Finding The Right Consultant

The recent downturn of the economy has left many without jobs, considering new careers and starting new small businesses that will radically effect the new economy. Without getting technical, its going to change the speed of innovation (see Moore’s Law) as well as how we market those products. Yet, in the mean time, much of the workforce has decided to become ‘consultants’ to better market themselves for their next job. Its not that I blame them for the desire, but I do question their commitment.

When I become a consultant, it was with the intention of not finding the next great job, but with the idea that I wanted to work as a sole proprietor in a family of other equally talented, motivated individuals on interesting projects. I was tired of filling out time sheets and 360 reviews. It wasn’t to find another job or work in my pajamas. My mission was (and still is) to work with progressive, change-agent clients on dedicated, creative projects.

Consultants have earned the stereotype of all strategy, no action, expensive partners who lack the expertise upon entrance to deliver right away. The expectation should be that we are hired-guns. Already aware of trends, news, and market factors to affect your business positively. No doubt it takes time to learn the idiosyncrasies of your business, but the right consultant already knows about your industry. There is no training required.

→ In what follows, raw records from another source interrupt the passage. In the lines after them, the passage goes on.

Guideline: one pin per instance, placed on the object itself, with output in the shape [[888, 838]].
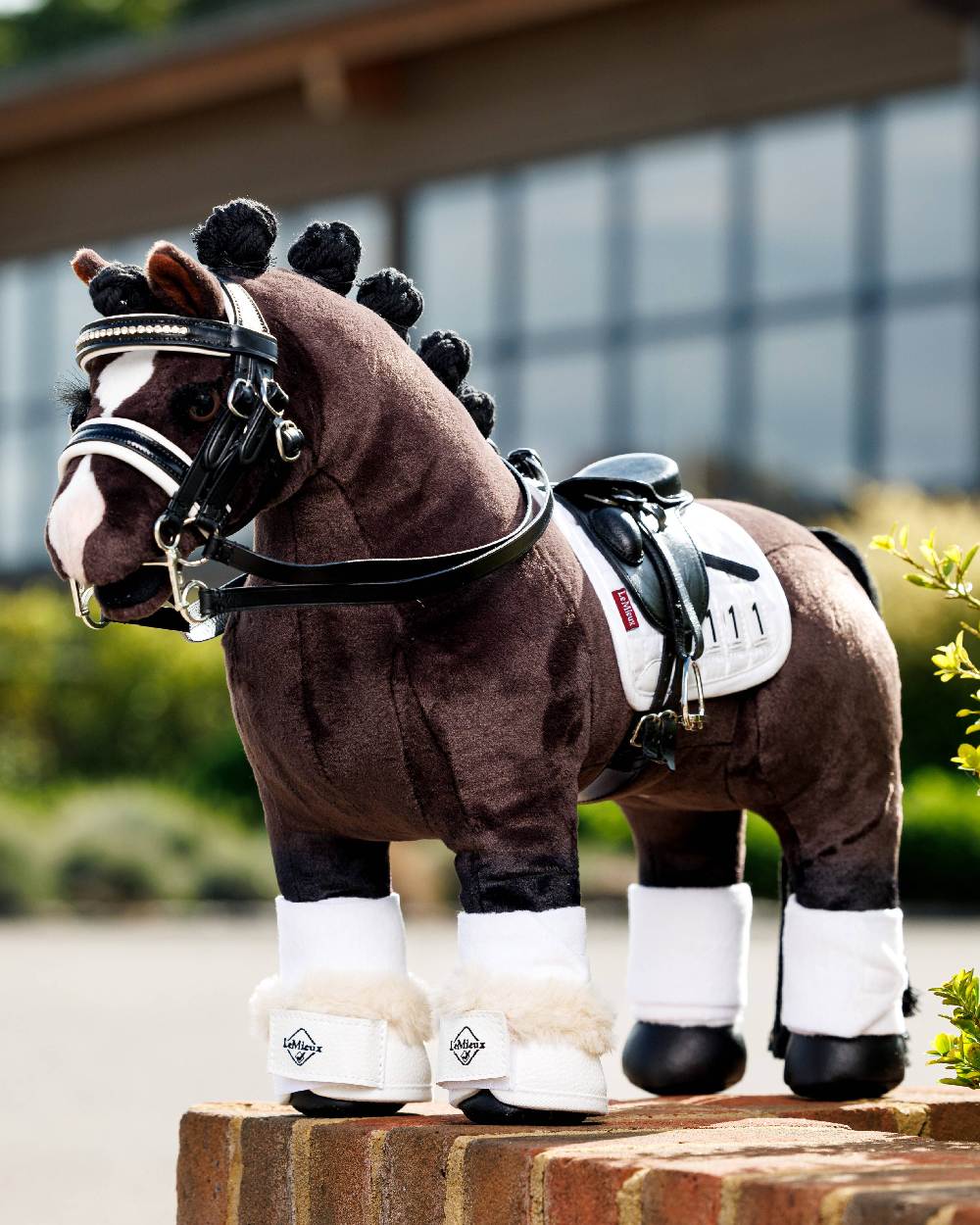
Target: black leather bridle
[[251, 434]]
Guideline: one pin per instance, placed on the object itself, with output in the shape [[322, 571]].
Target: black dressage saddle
[[632, 509]]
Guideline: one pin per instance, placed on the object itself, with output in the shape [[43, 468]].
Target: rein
[[251, 432]]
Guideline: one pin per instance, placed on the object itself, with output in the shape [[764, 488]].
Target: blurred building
[[741, 231]]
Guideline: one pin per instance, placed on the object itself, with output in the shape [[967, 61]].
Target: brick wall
[[912, 1159]]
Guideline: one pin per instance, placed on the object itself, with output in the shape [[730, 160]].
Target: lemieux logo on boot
[[300, 1047], [466, 1045], [625, 609]]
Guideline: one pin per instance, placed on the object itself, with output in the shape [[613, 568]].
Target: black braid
[[328, 254], [236, 239], [392, 295], [481, 408], [449, 357], [122, 289]]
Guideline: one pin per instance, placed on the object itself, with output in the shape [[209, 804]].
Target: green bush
[[916, 622], [940, 858], [20, 877], [131, 843], [122, 702]]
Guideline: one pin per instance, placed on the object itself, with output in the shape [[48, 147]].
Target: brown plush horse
[[476, 715]]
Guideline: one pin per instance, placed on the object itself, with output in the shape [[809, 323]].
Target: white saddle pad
[[748, 630]]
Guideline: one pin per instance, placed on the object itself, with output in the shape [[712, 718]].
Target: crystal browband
[[174, 333]]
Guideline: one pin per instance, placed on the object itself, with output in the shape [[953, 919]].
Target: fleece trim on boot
[[397, 999], [535, 1009]]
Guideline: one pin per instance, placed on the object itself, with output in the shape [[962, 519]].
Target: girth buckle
[[692, 721]]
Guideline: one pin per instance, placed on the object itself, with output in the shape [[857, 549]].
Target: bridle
[[251, 434]]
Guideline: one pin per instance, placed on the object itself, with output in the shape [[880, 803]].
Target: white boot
[[519, 1015], [343, 1017], [843, 971], [689, 955]]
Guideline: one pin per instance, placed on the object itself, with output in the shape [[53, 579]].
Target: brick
[[210, 1164], [759, 1171], [738, 1160]]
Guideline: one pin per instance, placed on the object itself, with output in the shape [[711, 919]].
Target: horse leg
[[346, 1023], [520, 1030], [844, 981], [689, 945]]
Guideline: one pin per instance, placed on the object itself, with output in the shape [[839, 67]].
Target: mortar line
[[299, 1171], [234, 1171], [630, 1200]]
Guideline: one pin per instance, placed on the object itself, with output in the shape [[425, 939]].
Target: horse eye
[[200, 402]]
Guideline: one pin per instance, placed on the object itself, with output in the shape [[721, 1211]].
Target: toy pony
[[434, 643]]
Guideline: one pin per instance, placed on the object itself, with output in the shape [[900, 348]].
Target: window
[[805, 191], [930, 186], [677, 402], [680, 209], [804, 377], [564, 398], [451, 238], [564, 245], [930, 380]]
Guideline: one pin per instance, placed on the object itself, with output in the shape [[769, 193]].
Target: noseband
[[251, 434]]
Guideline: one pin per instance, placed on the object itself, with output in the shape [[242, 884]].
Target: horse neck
[[398, 466]]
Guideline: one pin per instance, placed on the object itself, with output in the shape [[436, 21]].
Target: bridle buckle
[[81, 598]]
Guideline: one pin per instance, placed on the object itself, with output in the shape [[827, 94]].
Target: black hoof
[[842, 1068], [682, 1058], [483, 1107], [312, 1103]]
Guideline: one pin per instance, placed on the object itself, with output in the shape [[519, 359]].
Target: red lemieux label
[[627, 613]]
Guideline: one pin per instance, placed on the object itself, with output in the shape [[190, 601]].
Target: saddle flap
[[637, 560], [647, 475]]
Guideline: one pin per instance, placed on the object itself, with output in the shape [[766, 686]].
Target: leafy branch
[[959, 1053], [945, 569]]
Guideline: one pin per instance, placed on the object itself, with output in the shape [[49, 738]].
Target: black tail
[[852, 558]]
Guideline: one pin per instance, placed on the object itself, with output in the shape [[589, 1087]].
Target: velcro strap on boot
[[333, 1050], [473, 1047]]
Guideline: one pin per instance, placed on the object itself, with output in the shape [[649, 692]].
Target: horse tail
[[852, 558]]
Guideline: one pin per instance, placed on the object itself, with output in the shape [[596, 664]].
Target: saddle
[[632, 508]]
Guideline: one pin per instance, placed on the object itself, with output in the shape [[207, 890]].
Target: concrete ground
[[112, 1028]]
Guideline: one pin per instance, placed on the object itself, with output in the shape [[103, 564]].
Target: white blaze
[[79, 508], [122, 377], [77, 511]]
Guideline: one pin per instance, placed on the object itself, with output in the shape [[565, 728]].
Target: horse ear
[[87, 263], [182, 283]]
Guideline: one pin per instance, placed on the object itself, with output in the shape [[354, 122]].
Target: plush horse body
[[476, 716]]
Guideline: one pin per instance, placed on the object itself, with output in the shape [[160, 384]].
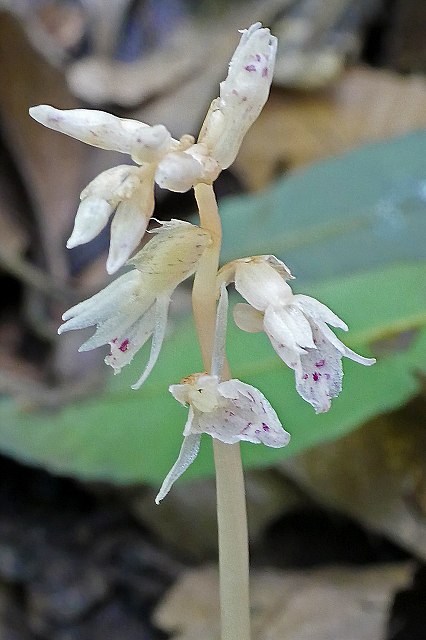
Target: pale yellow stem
[[231, 504]]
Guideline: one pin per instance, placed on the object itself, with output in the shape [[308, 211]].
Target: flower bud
[[242, 95]]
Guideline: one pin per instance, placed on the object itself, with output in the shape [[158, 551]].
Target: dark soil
[[75, 565]]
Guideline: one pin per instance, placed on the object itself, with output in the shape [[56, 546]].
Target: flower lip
[[297, 326]]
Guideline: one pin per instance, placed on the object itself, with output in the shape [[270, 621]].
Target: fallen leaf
[[365, 105], [376, 475], [324, 604]]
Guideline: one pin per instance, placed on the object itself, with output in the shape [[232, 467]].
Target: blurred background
[[338, 528]]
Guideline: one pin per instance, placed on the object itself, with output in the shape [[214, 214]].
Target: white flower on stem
[[135, 306], [229, 411], [127, 191], [297, 326], [242, 95]]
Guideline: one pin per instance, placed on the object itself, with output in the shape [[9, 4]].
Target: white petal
[[180, 392], [219, 347], [279, 266], [300, 328], [276, 326], [187, 455], [242, 95], [318, 311], [172, 254], [129, 225], [319, 373], [161, 311], [247, 318], [327, 334], [289, 356], [100, 129], [127, 344], [246, 415], [100, 306], [114, 184], [151, 144], [178, 171], [260, 284], [203, 392], [92, 216]]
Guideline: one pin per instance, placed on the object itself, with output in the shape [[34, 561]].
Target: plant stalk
[[231, 503]]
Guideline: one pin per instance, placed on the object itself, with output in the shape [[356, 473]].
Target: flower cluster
[[127, 191], [134, 308], [296, 325]]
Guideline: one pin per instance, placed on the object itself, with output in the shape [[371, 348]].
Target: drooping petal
[[91, 217], [276, 325], [98, 308], [160, 324], [297, 324], [260, 284], [103, 130], [172, 254], [245, 414], [114, 184], [129, 225], [327, 334], [318, 311], [319, 372], [242, 94], [127, 344], [187, 455], [247, 318]]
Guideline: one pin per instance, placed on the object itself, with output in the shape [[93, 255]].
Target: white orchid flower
[[297, 326], [135, 306], [230, 411], [177, 165], [242, 95], [127, 190]]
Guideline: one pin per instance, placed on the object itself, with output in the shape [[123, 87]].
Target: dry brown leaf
[[325, 604], [294, 129], [51, 165], [268, 497], [376, 474]]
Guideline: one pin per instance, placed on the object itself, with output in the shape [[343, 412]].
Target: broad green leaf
[[128, 436], [364, 209]]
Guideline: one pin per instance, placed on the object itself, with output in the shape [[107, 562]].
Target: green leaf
[[361, 210], [128, 436]]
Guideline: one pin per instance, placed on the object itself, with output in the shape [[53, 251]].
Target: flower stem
[[231, 504]]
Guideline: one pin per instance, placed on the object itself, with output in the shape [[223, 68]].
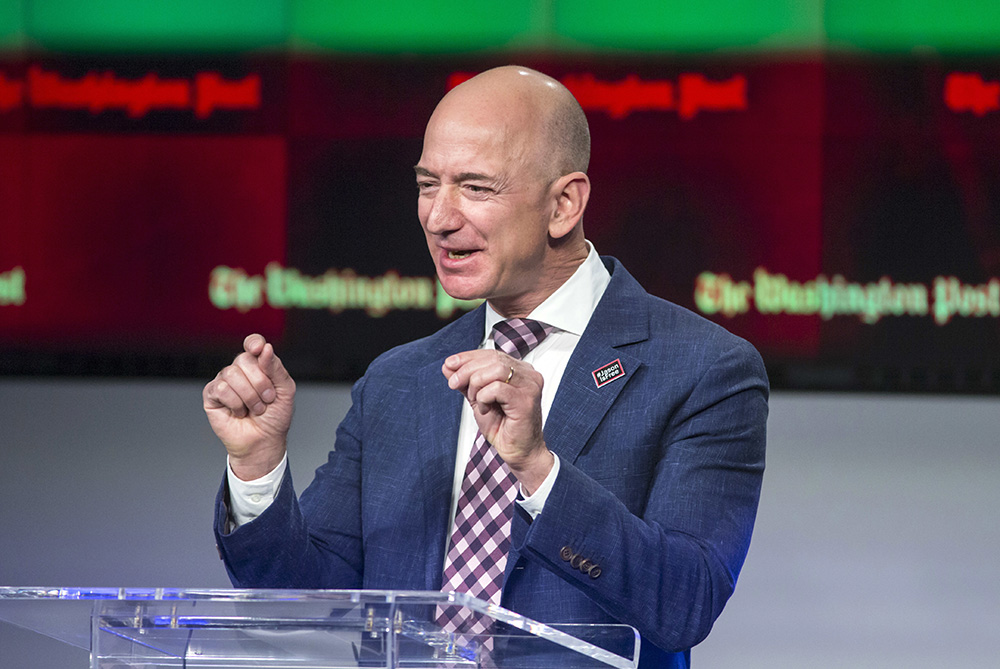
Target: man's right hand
[[249, 405]]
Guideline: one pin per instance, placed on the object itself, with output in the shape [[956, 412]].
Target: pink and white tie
[[480, 538]]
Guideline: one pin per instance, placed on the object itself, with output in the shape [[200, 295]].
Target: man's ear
[[572, 191]]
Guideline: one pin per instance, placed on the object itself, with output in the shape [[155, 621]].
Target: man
[[637, 499]]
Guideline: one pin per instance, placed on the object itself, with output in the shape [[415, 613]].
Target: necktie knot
[[517, 336]]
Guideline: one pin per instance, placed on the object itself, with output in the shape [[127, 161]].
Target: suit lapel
[[621, 318]]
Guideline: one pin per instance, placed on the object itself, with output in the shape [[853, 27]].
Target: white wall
[[876, 544]]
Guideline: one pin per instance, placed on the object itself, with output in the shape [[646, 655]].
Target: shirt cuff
[[534, 504], [249, 499]]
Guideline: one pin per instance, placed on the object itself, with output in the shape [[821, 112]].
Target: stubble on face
[[486, 151]]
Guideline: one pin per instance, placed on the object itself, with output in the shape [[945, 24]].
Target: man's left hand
[[506, 399]]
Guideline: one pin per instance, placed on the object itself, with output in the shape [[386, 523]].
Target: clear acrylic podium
[[126, 628]]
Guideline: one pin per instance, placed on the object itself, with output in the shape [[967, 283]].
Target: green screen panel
[[668, 25], [901, 25], [119, 25], [404, 25], [11, 25]]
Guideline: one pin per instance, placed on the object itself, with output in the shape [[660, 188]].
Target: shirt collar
[[570, 307]]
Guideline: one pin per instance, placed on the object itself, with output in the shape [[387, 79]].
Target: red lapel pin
[[608, 373]]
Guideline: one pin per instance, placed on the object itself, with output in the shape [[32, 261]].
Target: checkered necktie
[[480, 538]]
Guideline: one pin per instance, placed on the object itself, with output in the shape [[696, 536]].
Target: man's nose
[[445, 214]]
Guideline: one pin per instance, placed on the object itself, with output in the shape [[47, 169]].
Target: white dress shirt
[[568, 310]]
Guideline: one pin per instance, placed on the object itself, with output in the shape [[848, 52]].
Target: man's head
[[503, 186]]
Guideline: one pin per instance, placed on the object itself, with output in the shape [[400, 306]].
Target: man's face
[[484, 208]]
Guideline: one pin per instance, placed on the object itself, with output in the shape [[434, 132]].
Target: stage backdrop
[[822, 178]]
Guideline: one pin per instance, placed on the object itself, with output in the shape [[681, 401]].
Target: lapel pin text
[[608, 373]]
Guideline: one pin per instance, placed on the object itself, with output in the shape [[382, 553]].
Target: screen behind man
[[630, 431]]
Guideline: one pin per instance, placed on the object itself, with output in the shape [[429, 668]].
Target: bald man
[[634, 430]]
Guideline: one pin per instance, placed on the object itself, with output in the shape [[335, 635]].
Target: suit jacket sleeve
[[669, 532], [279, 549]]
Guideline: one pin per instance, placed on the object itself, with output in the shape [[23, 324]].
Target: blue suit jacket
[[659, 482]]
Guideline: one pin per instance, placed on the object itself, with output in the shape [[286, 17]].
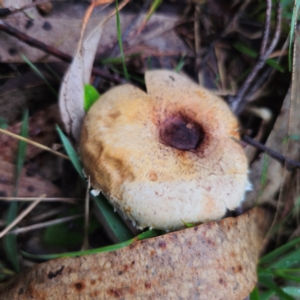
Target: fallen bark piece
[[216, 260]]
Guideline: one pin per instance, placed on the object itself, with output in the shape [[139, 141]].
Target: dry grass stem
[[21, 216], [45, 224], [29, 199], [21, 138]]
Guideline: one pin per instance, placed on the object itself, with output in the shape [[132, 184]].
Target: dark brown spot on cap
[[47, 26], [147, 285], [162, 244], [31, 188], [29, 24], [79, 286], [3, 194], [114, 293], [181, 132], [12, 51], [55, 273]]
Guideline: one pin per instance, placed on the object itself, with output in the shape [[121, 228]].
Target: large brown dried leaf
[[29, 185], [216, 260]]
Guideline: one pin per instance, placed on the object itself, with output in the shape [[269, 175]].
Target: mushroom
[[166, 157]]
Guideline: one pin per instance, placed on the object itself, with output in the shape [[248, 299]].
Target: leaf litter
[[165, 41]]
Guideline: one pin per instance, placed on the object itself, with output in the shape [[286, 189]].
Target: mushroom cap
[[166, 157]]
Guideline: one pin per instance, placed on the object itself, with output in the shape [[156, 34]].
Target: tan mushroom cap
[[167, 157]]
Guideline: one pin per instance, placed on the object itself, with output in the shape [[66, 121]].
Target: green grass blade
[[292, 30], [180, 64], [153, 8], [10, 240], [270, 257], [145, 235], [114, 221], [254, 294], [266, 295], [39, 73], [292, 291], [91, 95], [71, 152], [250, 52], [119, 32], [268, 282], [287, 261]]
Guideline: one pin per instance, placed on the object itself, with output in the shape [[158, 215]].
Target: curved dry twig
[[238, 102]]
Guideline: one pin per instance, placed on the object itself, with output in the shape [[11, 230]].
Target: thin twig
[[266, 31], [85, 245], [277, 156], [21, 216], [51, 50], [45, 224], [225, 32], [238, 102], [21, 138]]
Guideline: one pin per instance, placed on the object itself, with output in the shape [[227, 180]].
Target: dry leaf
[[216, 260], [29, 185], [61, 30]]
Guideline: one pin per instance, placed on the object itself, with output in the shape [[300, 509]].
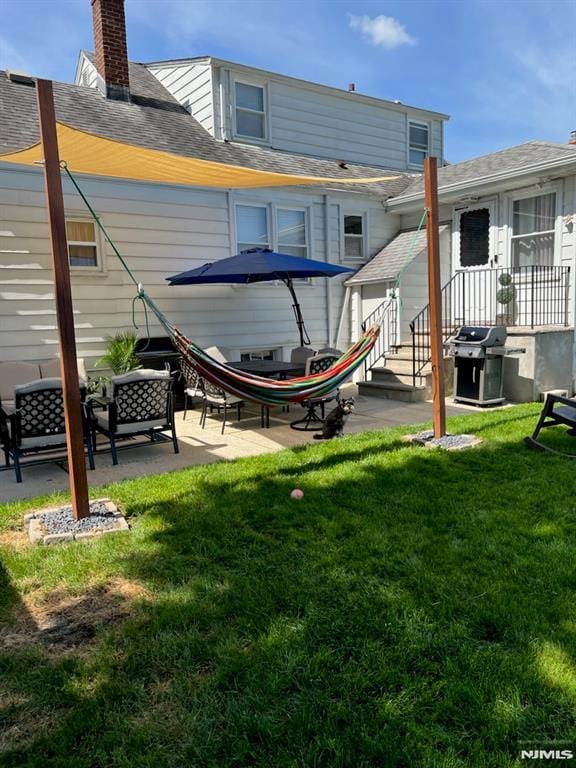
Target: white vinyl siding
[[300, 118], [191, 85], [250, 110], [252, 227], [533, 231], [418, 143]]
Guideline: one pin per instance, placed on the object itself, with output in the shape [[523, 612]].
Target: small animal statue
[[334, 423]]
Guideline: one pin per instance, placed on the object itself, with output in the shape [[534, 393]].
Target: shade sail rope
[[245, 385]]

With all that said, here are a few ways to filter out those that are dedicated to your business and those taking work only until their next job offer:

1. Business Plan: Every business should have one whether its you and your garage or you’re on the NYSE. They require a positioning, growth strategy and opportunity assessment. They don’t require actual billings right now. Asking why they choose to work in the field, how they market themselves and where the opportunity is for them based on practice goes a long way to how they think and if/why this was their choice.

2. Credentials: Going beyond the fancy PPTs highlighting work or list of clients, this should also include things like business insurance, business cards, a website (or blog or FB page) with a real POV and references. Often times work is confidential but that doesn’t mean they can’t show to you in-person. My litmus test for who I select for references and/or partners is based on if they are organized and proactive enough to treat their business as important as they say yours is.

3. Network: This WSJ article mentions teaching as one possible solution. It can be academic or social or political, but the most talented people I know have an amazing list of contacts that they count as colleagues and friends. Its not the size of the rolodex that matters, its the type of contacts that should fit the specialty they choose.

For example, most of my contacts are in advertising, PR, design, entertainment and production. I specialize in adopting technology – often times through creative projects – to market mostly tech companies. My clients need an expertise in the how/where/who for new product launches, communication plans, loyalty programs, prospect outreach, and retail. I know how to build marketing plans and execute creatively using technology for technology clients. My distinction matches my network.

As the market waffles on rebound or recession, the right consultant is going be as qualified as they are passionate about your business. Working with those that follow the entrepreuerial road less traveled is a decision that I hope both clients and consultants value as exactly that, a choice.